Monday, 11 April 2011

The Crime Rate Is Falling, Not the Sky: Why Harper's Message Appeals Even Though It's Counter-Factual

One of the most puzzling things for me is the way so many Canadians believe that Stephen Harper is going to save us from something, that they have to vote for him because otherwise there would be doom and gloom.

Ian Brown in Saturday's Globe and Mail takes aim at the question and comes up with some pretty interesting answers. Specifically, he examines the complete disconnect between our current falling crime rate and the fear of crime that Harper and his friends are exploiting. "Don't confuse me with the facts," is perhaps the easiest reaction: Harper doesn't want to know about crime statistics, just as he doesn't want to know how we live. For the latter, he cancels the long form census. For the former, he "stands up for victims," discounting all the stats and studies which show that throwing more and more people in jail doesn't make us safer.
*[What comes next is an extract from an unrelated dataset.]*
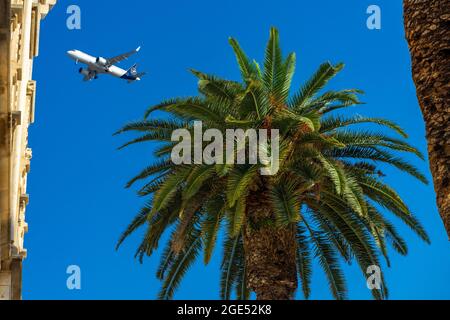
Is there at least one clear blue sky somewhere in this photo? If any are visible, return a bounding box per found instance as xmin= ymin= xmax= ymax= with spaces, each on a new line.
xmin=23 ymin=0 xmax=449 ymax=300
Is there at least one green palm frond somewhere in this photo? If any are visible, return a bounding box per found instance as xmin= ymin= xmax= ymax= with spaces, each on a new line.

Brown writes: "For many years, Canada's approach to criminality ..relied less on prison and more on rehabilitation, on changing people...

"(But) If people are unlikely to change, the bad ones can be locked up. That way the bad people will be in one place, and the good people will be in another place, and we'll never have to be confused as to who is whom.

'We think we want to be tough on crime because we're afraid of criminals, but it turns out we're not. We're afraid of ourselves, and who we might turn out to be."